Муравьиный бог: реквием
Шрифт:
Ещиводуч. Не добрый Дед Мороз. Чудовище, кузнечик-великан… или паук? Разумный разумом космической амебы – быть, и быть из тысячи смертей и жизней, быть повсюду. Бессмертие его из множества смертей и жизнь – еда, такая же, как жареная рыба и котлета. Невидимый убийца, невидимка, он ни от кого не прятался в траве, выглядывал из лопухов, не опасаясь быть замечен, и убивая, смерти не желал, а просто продлевал своё бессмертье. Кушал.
Сдержав желание бежать, он снова посмотрел на глупенькую лапку. Когда-нибудь?.. Вот так вот, вдруг?
– Ну, хватит ты, – и пальцы сжались.
Он, щёлкнув, сбросил трупик в муравьиный ручеёк. «Как посолить», – опять мелькнуло в голове, и, палец облизнув, макнул в сухую землю – она так в суп, попробовать на вкус, – противная земля, недосолил. Поймал и щёлкнул снова. Снова… Снова.

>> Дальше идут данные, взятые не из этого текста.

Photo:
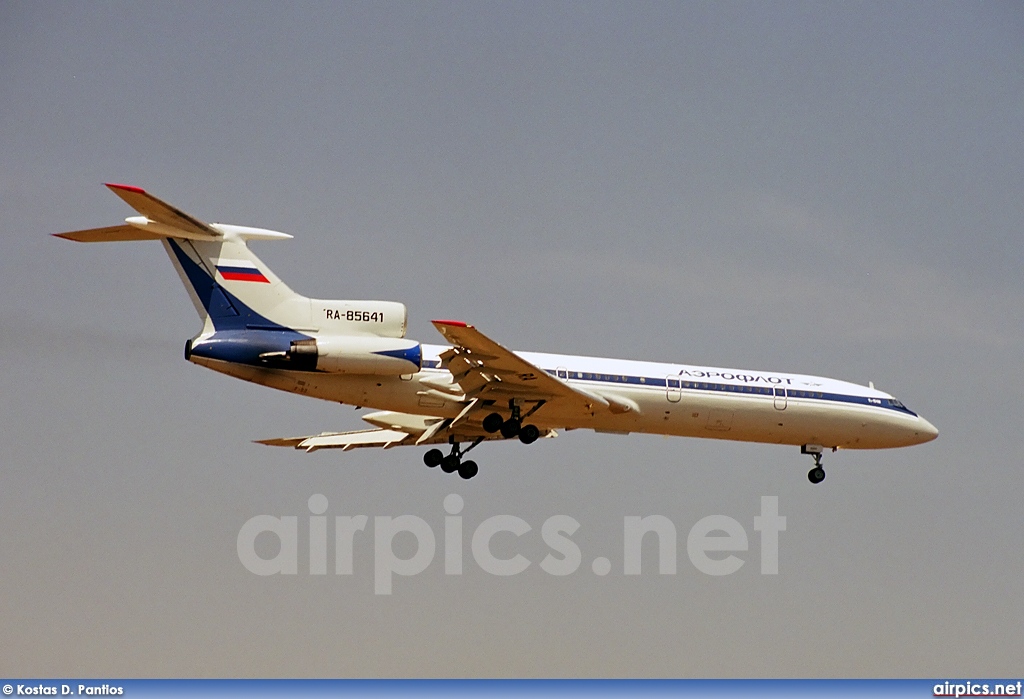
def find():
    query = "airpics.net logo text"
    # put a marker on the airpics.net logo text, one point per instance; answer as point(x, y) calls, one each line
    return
point(714, 544)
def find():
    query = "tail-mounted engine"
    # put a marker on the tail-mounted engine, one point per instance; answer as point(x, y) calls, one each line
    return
point(289, 350)
point(353, 354)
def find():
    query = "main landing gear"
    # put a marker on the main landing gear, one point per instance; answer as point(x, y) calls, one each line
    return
point(453, 462)
point(817, 474)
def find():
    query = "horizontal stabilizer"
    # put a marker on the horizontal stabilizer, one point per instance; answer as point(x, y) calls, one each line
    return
point(110, 234)
point(163, 213)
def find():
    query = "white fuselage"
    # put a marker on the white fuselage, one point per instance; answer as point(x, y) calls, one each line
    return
point(652, 397)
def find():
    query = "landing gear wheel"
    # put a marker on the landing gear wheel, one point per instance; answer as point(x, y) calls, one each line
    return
point(493, 423)
point(510, 428)
point(468, 469)
point(528, 434)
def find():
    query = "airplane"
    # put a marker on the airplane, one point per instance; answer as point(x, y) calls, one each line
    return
point(474, 390)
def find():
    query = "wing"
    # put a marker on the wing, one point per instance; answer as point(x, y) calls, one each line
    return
point(342, 440)
point(487, 370)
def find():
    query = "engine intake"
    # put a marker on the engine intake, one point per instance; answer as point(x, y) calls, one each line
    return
point(355, 354)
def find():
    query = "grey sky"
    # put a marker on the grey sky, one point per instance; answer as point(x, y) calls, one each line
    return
point(825, 188)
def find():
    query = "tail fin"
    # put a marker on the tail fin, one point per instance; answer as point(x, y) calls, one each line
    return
point(230, 288)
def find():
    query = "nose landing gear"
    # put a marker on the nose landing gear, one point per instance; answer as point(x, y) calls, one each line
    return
point(817, 474)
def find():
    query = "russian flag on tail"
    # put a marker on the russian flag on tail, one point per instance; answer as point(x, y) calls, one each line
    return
point(241, 270)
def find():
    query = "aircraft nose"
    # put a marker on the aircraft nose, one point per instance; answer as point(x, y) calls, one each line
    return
point(926, 430)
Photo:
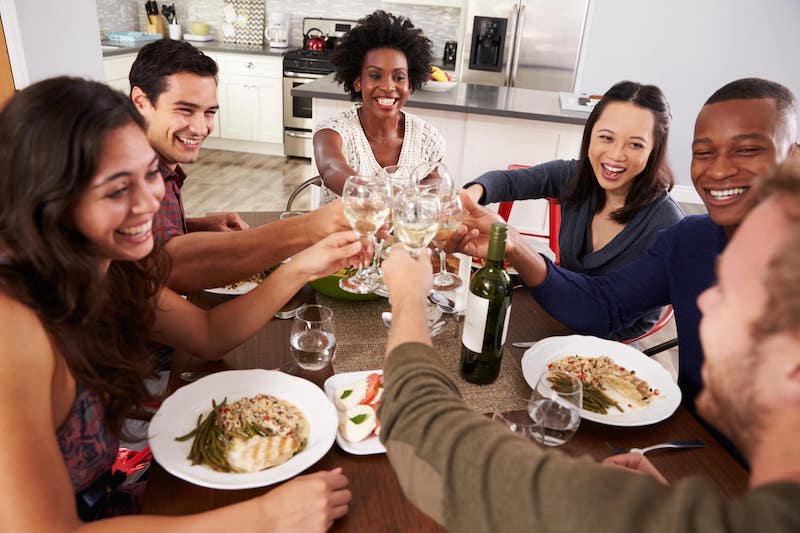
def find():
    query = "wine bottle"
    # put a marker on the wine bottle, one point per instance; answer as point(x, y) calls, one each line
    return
point(486, 318)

– Цык-тык, цык-тык, цык-тык, – над Моровом отщёлкивала маленькие жизни смерть, – цык-тык, – не различая и не выбирая их.
Нагнулся, ухватил, сжал пальцы, щёлкнул, сбросил под усики и лапки остальных. Мурашки продолжали деловитый бег, переползая трупики собратьев, ни их не замечая, ни его. Не замечая смерть, лежащую в земле полоской тени, пересекавшей свет и шевелящейся в траве.
– Тупые муравьи, – шептали губы, – а я тебя предупреждал… Цык-тык. Цык-тык. Цык-тык.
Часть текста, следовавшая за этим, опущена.